Guto Nyth Bran (1700 – 1737)
Born in the Rhondda in Llwynycelyn, Griffith Morgan, later moved to a farm with his parents near Porth, and changed his name to that of the farm. He was a sheep farmer. This is a poem about the origins of The Nos Galan race, that is still in existence today.
This is the tale of Guto Nyth Bran,
Who ran as a boy and ran as a man.
Born in the Valleys in the year 1700,
Griffith Morgan changed his title, Why people wondered?
Because his family moved to the farm named Nyth Bran,
Where he tended the sheep, and ran free as they ran.
One day he caught a hare, as he rounded his sheep,
Another time he caught a bird in flight, as if it were asleep.
Word soon spread of this talented lad,
Who could run to Pontypridd in the little time he had,
Before the kettle boiled,
Or his breakfast was spoiled,
He’d be back at the farm, having gone 7 miles,
Sían Y Siōp came to visit, she was all smiles,
She had a proposition you see,
Telling him “You can be managed by me!”
Now he could run and win lots of cash,
Competitions were arranged as quick as a flash.

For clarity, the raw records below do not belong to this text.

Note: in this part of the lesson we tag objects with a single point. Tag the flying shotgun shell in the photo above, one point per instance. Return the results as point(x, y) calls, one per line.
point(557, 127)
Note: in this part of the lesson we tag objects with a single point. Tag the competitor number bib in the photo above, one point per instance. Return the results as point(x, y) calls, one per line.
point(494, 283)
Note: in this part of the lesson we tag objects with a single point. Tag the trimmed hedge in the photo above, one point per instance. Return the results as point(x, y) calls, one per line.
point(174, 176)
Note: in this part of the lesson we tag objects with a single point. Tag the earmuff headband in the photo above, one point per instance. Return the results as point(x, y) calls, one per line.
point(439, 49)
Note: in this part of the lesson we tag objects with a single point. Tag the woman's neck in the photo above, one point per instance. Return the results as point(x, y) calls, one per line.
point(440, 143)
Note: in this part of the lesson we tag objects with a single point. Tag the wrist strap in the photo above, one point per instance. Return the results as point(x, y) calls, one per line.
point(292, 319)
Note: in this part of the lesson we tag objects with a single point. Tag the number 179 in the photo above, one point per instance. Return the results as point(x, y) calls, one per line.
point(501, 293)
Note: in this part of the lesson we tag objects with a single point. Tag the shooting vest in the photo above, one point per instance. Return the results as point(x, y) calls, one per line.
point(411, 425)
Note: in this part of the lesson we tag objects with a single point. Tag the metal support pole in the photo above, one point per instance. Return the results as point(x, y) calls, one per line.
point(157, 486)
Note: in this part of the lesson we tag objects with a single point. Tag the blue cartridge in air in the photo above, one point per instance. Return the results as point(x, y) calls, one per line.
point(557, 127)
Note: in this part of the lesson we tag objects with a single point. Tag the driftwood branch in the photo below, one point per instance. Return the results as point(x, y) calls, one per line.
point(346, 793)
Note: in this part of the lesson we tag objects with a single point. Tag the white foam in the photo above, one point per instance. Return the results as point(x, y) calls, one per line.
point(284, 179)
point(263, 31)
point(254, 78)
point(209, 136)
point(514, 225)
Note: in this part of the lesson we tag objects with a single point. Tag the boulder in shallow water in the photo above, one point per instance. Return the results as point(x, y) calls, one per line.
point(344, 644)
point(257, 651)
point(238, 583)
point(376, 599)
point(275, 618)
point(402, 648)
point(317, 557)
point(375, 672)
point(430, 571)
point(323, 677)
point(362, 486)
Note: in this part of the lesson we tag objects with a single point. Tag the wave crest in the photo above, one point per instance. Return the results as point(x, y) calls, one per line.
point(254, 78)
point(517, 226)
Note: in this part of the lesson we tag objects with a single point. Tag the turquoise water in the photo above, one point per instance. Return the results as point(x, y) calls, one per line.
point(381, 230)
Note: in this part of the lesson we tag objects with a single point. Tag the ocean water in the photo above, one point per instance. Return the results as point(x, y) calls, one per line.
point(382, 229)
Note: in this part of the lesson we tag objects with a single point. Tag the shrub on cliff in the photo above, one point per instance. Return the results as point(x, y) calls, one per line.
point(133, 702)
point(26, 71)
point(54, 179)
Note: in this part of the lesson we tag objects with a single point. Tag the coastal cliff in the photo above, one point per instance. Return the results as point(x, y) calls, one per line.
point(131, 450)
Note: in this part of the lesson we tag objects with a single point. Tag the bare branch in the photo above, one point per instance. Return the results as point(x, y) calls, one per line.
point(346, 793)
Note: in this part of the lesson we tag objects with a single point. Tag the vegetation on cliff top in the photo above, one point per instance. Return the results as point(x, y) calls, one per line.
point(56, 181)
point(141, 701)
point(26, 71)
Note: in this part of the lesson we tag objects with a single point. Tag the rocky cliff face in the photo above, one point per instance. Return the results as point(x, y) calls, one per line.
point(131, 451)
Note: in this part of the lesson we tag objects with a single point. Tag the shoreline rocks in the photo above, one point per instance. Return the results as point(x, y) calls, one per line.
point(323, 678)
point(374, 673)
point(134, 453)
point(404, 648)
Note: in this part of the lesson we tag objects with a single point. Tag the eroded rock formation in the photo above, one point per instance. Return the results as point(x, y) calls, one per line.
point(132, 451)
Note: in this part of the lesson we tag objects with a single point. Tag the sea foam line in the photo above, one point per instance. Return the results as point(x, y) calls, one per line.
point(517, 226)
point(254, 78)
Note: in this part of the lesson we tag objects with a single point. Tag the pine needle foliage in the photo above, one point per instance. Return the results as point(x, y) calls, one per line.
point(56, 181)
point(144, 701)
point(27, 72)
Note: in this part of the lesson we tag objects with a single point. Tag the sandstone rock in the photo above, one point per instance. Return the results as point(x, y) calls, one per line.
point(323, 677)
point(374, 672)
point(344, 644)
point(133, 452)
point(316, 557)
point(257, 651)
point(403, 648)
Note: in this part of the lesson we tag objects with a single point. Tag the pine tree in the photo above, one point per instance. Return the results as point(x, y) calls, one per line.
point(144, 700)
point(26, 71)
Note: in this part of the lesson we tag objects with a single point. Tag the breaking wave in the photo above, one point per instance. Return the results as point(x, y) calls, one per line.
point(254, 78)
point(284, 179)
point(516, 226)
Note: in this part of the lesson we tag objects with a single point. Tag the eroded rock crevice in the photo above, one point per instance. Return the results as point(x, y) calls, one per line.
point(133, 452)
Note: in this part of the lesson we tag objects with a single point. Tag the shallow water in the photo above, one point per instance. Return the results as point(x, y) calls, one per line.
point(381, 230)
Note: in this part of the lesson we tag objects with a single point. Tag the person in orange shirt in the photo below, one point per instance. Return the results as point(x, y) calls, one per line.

The first race he won and the prize was £400,
The spectators delight, knew no bounds.
They were betting you see, on this gifted boy,
With every race he won, he brought them money and joy.
He became so well known, it was hard to find competition,
So he retired for a while, forgetting his ambition.
Now his sweetheart, Sían Y Siōp , found him, one more race,
Against a man they called “Prince,” apparently worthy of the pace,
1,000 guineas, was the prize money at stake here,
and the villagers all gambled on the one that they held dear.
It is said that as he ran, he stopped to say hello and chat,
As the man known as ‘Prince’ sped past him, sneering like a rat,
But in 53 minutes, Guto won the race,
Because when he was ready, he just picked up the pace,
Prince’s face was a picture, and very, very red,
Then Sian patted Guto’s back, and the poor man dropped dead.